When they didn’t have pictures, it was Eve’s job to create one in the minds of her audience, and she did it with practised ghoulishness.
Had the kicking been the death throes of the victim?
Had the killer filmed his own macabre handiwork?
And, best of all, Do you know who’s sitting behind you?
It was all designed to strike fear into the heart of every viewer, because fear was a sure-fire ratings winner.
Stan assured her he hadn’t spoken to any other news outlet – presumably in the expectation of a bigger bottle this Christmas – so they were still ahead of the game. But only just.
They were barred from going into the cinema, even if it was only to film general shots of the lobby and box office. And more and more TV crews arrived while she wasted precious time arguing the toss with the cinema manager – a sapling of a man-child who appeared to have outgrown everything but his own acne.
Eve felt like screaming.
They should have been here last night.
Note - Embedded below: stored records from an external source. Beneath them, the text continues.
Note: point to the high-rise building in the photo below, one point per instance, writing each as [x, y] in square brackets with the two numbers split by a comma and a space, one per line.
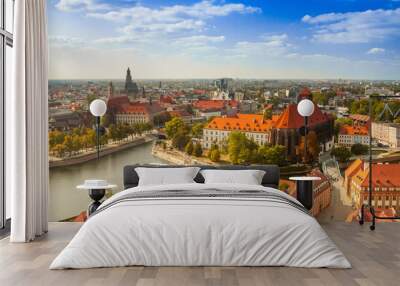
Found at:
[110, 90]
[131, 88]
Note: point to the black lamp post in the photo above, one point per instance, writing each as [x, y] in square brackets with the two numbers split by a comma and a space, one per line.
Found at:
[98, 108]
[305, 108]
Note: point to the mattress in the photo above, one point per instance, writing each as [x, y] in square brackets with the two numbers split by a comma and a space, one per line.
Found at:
[201, 225]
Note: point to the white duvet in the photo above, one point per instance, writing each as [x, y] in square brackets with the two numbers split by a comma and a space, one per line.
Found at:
[202, 232]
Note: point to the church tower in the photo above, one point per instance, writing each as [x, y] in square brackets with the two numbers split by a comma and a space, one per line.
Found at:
[131, 88]
[110, 90]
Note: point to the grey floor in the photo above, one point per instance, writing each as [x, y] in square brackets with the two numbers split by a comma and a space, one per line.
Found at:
[375, 257]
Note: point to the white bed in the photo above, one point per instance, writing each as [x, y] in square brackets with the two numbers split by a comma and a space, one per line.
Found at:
[200, 231]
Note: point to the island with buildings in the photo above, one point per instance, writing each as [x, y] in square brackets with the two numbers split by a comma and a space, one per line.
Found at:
[243, 121]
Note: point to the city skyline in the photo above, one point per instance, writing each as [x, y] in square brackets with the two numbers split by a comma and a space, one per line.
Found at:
[202, 39]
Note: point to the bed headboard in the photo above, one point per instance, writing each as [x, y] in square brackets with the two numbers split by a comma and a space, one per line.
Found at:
[270, 179]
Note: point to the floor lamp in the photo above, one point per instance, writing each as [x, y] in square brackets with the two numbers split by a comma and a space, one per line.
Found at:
[305, 108]
[98, 108]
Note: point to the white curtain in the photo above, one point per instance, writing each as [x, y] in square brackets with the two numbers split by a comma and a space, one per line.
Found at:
[27, 123]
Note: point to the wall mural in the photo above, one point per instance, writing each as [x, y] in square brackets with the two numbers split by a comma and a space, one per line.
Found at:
[220, 82]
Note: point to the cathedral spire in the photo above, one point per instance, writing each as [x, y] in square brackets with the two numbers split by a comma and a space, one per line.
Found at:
[110, 90]
[131, 88]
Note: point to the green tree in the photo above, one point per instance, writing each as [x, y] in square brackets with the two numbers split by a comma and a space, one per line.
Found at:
[69, 144]
[267, 114]
[174, 126]
[240, 148]
[76, 143]
[339, 122]
[189, 148]
[90, 98]
[275, 155]
[198, 150]
[197, 130]
[161, 119]
[313, 148]
[359, 149]
[179, 140]
[342, 153]
[55, 137]
[215, 155]
[59, 150]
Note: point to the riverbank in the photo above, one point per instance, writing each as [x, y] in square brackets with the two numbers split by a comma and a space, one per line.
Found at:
[176, 157]
[92, 155]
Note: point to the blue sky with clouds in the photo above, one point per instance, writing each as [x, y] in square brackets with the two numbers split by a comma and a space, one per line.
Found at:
[232, 38]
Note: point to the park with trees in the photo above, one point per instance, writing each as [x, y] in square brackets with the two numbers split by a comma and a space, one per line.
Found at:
[238, 149]
[64, 144]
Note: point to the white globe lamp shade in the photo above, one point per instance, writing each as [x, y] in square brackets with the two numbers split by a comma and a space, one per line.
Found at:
[305, 107]
[98, 107]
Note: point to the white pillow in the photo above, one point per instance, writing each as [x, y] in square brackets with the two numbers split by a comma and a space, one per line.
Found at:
[248, 177]
[166, 176]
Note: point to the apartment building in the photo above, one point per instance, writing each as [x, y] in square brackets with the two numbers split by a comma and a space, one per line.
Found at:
[353, 134]
[387, 134]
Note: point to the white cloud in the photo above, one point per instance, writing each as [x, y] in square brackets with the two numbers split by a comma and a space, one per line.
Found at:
[355, 27]
[78, 5]
[167, 19]
[199, 40]
[376, 51]
[65, 41]
[272, 45]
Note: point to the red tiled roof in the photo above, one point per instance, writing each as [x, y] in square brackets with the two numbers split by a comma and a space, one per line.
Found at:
[179, 113]
[117, 101]
[359, 117]
[354, 167]
[305, 93]
[166, 99]
[291, 119]
[383, 175]
[139, 107]
[241, 122]
[214, 104]
[353, 130]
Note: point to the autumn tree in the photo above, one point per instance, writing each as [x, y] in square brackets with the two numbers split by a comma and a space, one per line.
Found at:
[189, 148]
[197, 130]
[198, 150]
[313, 148]
[241, 150]
[174, 126]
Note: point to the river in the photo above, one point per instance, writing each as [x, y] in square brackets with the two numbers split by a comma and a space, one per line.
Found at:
[66, 201]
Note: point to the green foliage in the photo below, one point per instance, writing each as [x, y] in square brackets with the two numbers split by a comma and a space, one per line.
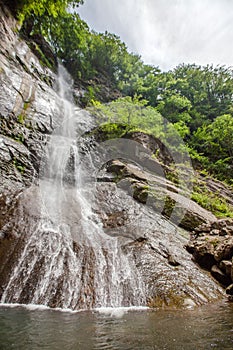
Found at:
[215, 141]
[197, 100]
[37, 9]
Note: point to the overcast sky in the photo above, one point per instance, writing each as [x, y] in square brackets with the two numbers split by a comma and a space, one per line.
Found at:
[168, 32]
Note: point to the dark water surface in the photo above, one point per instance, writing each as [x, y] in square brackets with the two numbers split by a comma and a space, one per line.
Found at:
[208, 327]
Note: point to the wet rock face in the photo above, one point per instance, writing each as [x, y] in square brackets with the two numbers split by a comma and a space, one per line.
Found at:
[28, 107]
[157, 248]
[126, 205]
[212, 248]
[154, 190]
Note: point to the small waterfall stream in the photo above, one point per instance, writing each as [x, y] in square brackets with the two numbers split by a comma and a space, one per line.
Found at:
[68, 261]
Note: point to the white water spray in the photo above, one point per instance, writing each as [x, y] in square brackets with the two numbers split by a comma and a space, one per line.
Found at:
[68, 261]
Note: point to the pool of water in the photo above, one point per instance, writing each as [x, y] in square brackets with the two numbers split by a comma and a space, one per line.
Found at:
[32, 328]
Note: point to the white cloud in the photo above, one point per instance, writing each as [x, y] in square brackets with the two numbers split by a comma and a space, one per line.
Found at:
[168, 32]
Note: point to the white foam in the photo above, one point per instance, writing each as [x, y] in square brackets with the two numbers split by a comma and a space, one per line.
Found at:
[119, 312]
[116, 312]
[34, 307]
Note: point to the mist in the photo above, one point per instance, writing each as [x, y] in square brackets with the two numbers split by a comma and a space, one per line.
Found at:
[168, 32]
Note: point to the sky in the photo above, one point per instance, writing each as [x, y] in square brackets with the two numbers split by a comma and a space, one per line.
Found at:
[166, 33]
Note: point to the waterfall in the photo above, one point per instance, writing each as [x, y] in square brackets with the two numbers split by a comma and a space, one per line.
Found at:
[68, 261]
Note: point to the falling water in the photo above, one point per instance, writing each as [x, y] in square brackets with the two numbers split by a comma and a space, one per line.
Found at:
[68, 260]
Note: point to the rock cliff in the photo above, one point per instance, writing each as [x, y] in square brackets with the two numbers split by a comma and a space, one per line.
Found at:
[133, 204]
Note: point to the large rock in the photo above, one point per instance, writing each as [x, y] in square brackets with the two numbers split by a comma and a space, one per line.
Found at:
[29, 107]
[159, 193]
[212, 248]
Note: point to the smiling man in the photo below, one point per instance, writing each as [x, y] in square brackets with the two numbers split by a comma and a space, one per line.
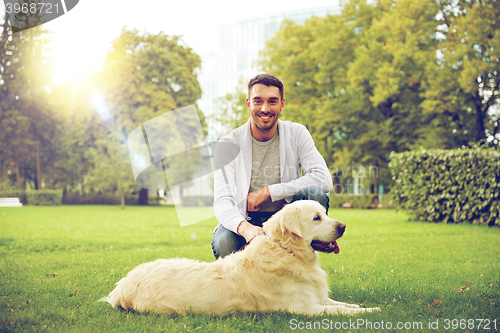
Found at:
[278, 164]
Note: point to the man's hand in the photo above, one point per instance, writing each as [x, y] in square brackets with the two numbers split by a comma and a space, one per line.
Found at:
[249, 230]
[255, 198]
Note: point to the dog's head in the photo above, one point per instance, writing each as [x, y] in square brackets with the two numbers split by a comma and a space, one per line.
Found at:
[304, 223]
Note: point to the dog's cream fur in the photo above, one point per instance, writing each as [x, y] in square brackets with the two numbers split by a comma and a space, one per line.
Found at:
[277, 272]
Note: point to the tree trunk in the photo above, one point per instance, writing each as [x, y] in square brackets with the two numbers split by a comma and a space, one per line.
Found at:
[38, 184]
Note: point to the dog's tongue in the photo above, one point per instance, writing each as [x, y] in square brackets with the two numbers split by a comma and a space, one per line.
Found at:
[325, 247]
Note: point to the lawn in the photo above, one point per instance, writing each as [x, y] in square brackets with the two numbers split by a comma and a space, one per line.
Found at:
[57, 262]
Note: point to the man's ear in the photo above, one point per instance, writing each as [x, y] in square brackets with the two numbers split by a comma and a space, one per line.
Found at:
[290, 220]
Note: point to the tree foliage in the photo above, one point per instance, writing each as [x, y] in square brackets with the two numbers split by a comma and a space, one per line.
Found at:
[145, 75]
[27, 123]
[391, 76]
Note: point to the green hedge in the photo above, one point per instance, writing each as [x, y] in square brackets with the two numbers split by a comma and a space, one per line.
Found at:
[35, 197]
[461, 185]
[74, 198]
[198, 200]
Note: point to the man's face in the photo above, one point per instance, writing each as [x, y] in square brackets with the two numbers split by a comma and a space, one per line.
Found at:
[265, 106]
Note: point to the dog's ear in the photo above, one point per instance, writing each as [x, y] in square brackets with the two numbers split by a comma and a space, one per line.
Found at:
[290, 220]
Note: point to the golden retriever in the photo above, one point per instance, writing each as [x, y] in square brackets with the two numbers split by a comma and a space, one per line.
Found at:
[276, 271]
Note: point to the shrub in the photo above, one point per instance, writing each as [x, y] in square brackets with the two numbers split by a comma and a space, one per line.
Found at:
[110, 198]
[461, 185]
[354, 201]
[15, 194]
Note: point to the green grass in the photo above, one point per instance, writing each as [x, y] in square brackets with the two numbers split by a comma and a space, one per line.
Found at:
[56, 262]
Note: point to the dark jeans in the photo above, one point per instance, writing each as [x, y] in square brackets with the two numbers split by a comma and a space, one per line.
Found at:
[226, 242]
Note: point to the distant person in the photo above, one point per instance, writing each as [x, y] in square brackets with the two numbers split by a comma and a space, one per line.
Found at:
[267, 173]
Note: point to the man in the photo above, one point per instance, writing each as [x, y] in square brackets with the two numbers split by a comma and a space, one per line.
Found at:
[267, 172]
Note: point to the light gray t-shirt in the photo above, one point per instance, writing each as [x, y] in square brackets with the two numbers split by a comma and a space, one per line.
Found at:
[266, 170]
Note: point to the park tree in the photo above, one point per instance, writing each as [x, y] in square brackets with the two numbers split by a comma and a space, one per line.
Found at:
[28, 126]
[462, 93]
[144, 76]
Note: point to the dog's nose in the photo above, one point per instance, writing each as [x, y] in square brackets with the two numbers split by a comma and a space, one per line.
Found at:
[341, 227]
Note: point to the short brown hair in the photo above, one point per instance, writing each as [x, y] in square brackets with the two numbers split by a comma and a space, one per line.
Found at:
[267, 80]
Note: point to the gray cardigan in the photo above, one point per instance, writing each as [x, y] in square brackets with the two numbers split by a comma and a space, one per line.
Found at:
[297, 153]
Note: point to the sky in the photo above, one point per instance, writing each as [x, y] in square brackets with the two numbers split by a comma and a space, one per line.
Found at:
[80, 38]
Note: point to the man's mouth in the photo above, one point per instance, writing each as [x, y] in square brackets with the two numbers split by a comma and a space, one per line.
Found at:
[325, 247]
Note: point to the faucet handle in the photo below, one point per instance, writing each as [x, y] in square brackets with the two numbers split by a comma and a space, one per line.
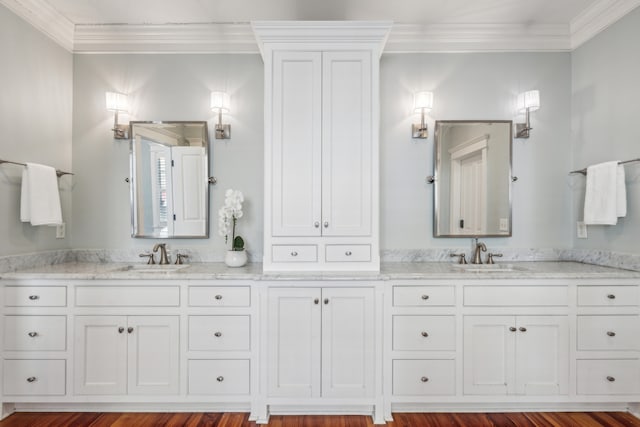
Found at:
[462, 258]
[150, 256]
[180, 257]
[490, 257]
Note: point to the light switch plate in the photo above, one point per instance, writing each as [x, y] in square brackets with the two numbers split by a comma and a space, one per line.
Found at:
[581, 230]
[61, 231]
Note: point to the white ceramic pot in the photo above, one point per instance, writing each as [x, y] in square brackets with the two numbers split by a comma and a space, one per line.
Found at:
[236, 258]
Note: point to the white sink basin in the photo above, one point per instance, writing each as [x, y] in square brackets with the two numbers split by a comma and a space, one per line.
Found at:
[155, 268]
[487, 268]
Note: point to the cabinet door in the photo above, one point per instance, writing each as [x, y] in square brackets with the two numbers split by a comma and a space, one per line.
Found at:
[489, 353]
[346, 144]
[294, 342]
[542, 355]
[296, 150]
[100, 355]
[153, 354]
[348, 352]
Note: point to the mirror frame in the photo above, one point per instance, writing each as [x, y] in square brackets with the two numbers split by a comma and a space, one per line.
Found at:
[133, 181]
[436, 176]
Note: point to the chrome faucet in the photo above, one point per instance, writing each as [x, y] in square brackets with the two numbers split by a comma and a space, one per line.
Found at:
[480, 247]
[163, 253]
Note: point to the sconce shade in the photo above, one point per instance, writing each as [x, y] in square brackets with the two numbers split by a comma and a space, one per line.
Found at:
[117, 102]
[220, 102]
[528, 100]
[422, 101]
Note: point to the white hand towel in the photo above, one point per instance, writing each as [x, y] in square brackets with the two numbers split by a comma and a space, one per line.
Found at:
[605, 197]
[40, 198]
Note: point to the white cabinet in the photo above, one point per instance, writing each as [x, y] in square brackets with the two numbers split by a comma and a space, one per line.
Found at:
[126, 355]
[321, 342]
[525, 355]
[321, 145]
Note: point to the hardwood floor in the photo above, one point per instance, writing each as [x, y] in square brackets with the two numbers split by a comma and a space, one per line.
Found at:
[528, 419]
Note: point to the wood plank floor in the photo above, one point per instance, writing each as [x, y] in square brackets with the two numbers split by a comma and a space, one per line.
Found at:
[528, 419]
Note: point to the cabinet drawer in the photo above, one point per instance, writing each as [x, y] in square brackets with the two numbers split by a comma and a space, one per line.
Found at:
[610, 376]
[410, 296]
[480, 295]
[35, 296]
[294, 253]
[219, 296]
[34, 377]
[424, 377]
[219, 333]
[608, 296]
[608, 332]
[348, 253]
[128, 296]
[35, 333]
[424, 333]
[219, 377]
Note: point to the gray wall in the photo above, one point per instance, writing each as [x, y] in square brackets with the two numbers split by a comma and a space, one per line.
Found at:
[605, 116]
[35, 121]
[164, 87]
[476, 86]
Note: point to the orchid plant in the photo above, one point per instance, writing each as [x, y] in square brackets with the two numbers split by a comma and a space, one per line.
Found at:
[228, 215]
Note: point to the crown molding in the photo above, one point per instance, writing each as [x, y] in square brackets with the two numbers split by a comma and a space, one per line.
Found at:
[45, 18]
[597, 17]
[165, 38]
[406, 38]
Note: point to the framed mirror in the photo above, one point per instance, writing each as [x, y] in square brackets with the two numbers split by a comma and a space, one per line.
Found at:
[169, 179]
[472, 195]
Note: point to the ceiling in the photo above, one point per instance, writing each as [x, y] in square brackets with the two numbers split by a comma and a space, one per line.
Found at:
[223, 25]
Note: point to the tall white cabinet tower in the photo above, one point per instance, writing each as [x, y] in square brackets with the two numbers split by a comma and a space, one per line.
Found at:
[321, 144]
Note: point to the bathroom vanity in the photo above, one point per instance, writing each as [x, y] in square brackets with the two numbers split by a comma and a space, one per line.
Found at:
[414, 337]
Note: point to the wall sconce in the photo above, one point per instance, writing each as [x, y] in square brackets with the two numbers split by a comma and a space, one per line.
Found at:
[220, 102]
[527, 102]
[118, 102]
[422, 103]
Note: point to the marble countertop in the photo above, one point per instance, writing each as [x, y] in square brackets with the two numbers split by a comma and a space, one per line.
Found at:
[388, 271]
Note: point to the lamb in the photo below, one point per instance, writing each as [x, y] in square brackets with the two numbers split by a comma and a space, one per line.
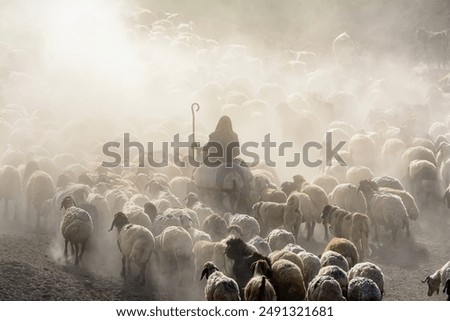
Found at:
[326, 182]
[324, 288]
[259, 287]
[363, 289]
[308, 214]
[287, 280]
[243, 256]
[205, 251]
[348, 197]
[334, 258]
[338, 274]
[317, 196]
[76, 227]
[136, 215]
[174, 253]
[438, 278]
[370, 271]
[39, 188]
[388, 181]
[355, 174]
[344, 247]
[193, 203]
[195, 234]
[279, 238]
[385, 209]
[161, 222]
[407, 199]
[219, 287]
[216, 227]
[136, 244]
[249, 225]
[352, 226]
[273, 215]
[311, 266]
[261, 245]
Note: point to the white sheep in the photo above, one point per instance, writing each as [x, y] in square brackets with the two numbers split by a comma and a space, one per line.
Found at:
[352, 226]
[368, 270]
[355, 174]
[267, 191]
[136, 244]
[261, 245]
[259, 287]
[311, 265]
[219, 287]
[76, 227]
[196, 235]
[174, 252]
[344, 247]
[385, 209]
[202, 211]
[279, 238]
[136, 215]
[363, 289]
[438, 278]
[324, 288]
[249, 225]
[334, 258]
[273, 215]
[348, 197]
[407, 199]
[287, 280]
[39, 188]
[388, 181]
[326, 182]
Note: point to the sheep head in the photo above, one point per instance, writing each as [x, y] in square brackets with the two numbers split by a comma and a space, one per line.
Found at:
[120, 219]
[191, 199]
[67, 202]
[208, 269]
[236, 231]
[261, 267]
[433, 284]
[185, 221]
[236, 249]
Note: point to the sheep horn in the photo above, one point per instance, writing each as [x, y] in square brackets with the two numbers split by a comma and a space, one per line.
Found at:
[204, 272]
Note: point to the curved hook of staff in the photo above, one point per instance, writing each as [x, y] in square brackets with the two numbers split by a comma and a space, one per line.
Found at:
[197, 108]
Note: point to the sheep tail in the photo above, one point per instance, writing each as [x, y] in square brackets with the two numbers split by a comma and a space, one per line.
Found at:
[262, 289]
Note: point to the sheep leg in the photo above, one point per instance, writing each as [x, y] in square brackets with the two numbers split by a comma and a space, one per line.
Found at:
[141, 276]
[122, 273]
[76, 253]
[83, 248]
[311, 226]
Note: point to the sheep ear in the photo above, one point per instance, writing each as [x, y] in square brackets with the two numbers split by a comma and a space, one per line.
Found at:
[204, 272]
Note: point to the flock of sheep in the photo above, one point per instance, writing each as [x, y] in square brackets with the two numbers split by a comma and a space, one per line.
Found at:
[397, 156]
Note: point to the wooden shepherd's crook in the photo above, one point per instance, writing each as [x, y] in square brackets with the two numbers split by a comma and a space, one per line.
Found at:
[194, 143]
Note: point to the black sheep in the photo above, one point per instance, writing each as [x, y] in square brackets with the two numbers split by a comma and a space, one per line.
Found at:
[244, 256]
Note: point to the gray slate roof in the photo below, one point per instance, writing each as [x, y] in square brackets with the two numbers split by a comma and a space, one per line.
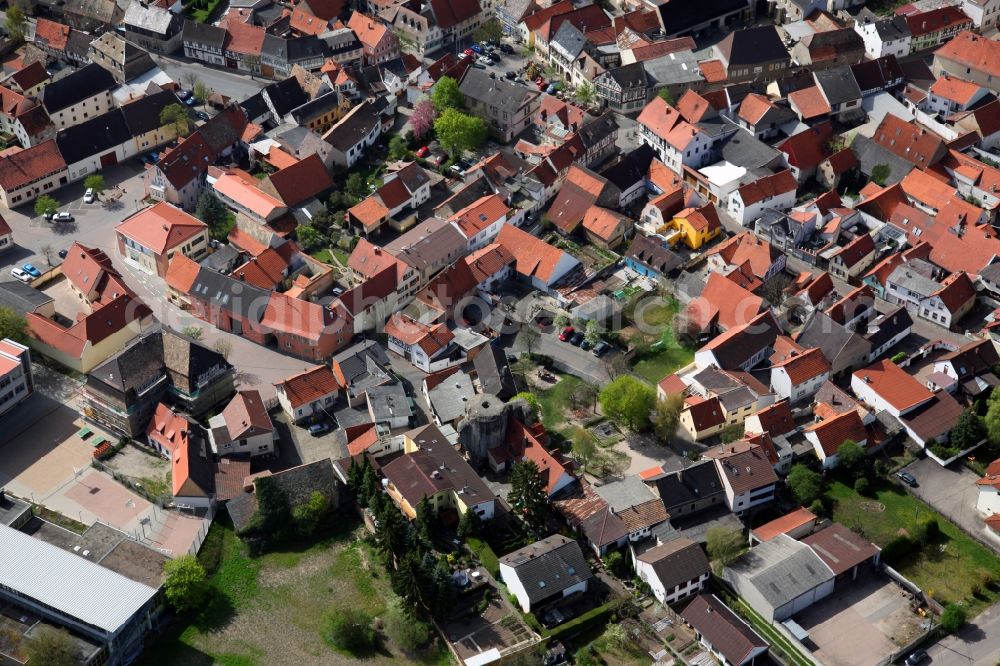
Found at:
[548, 566]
They could have beaten even the police to the scene. They could have caught the manager or ticket girl so stunned that they’d have been able to gain access. Instead they were left with generic shots of the outside of the building, and a few close-ups of film posters. Stuff everybody could get. And now everybody was going to be there for the body bag too. Even Guy Smith, Eve noted with an exasperated puff of her cheeks as the News 24/7 car parked rudely on the pavement.
Guy got out and straightened his tie in the passenger window before joining the media circus on the pavement.
‘Been sick ye
t?’ he asked Eve.
‘Find Mark Franco yet?’ she threw back at him.
‘Touché,’ said Guy. ‘Although I did find an old boy who claimed to have been Napoleon’s food taster in a previous life.’
‘Oh good,’ said Eve. ‘So the day wasn’t wasted then.’
Joe snorted and Guy shot him a withering look, then he plucked at the fringe of Eve’s woollen scarf in that way that he obviously thought of as playful, instead of irritating as hell.
‘What were you in a previous life, Eve?’
‘Still tetchy, Guy.’ She tugged her scarf away from his hand sharply and tucked the ends into her coat.
‘All right,’ he said. ‘Calm down.’
Eve bridled. She hated being told to calm down when she was already calm. Guy might as well have patted her on the bum and told her not to worry her pretty little head about it.
Joe said suddenly, ‘Ross called. We’ve got to go.’
Reluctantly, Eve followed him back towards the iWitness Volvo.
For some reason, Guy fell into step beside them, as if he were part of their crew, not a rival one. As if he weren’t in danger of a thick lip.
‘C’mon, Eve,’ he whined. ‘Let me take you out for a drink.’
She didn’t look at him. ‘Sure. Can my boyfriend come too?’
‘You don’t have a boyfriend. Everyone knows that.’
‘Really?’ she said, ‘Mike will be disappointed to find out that he’s a figment of my imagination.’
‘Mike bollocks,’ said Guy. ‘What’s his star sign?’
‘Capricorn.’
‘What’s his mother’s name?’
‘Sylvia.’
‘What did he get you last Christmas?’
Eve fingered the heart-shaped locket on a slim gold chain around her neck. Her father had bought it for her twenty-seventh birthday. The last time he’d remembered a birthday.
Now he couldn’t remember a daughter.
Guy was rebuffed.
But only for a second; he caught her up at the car.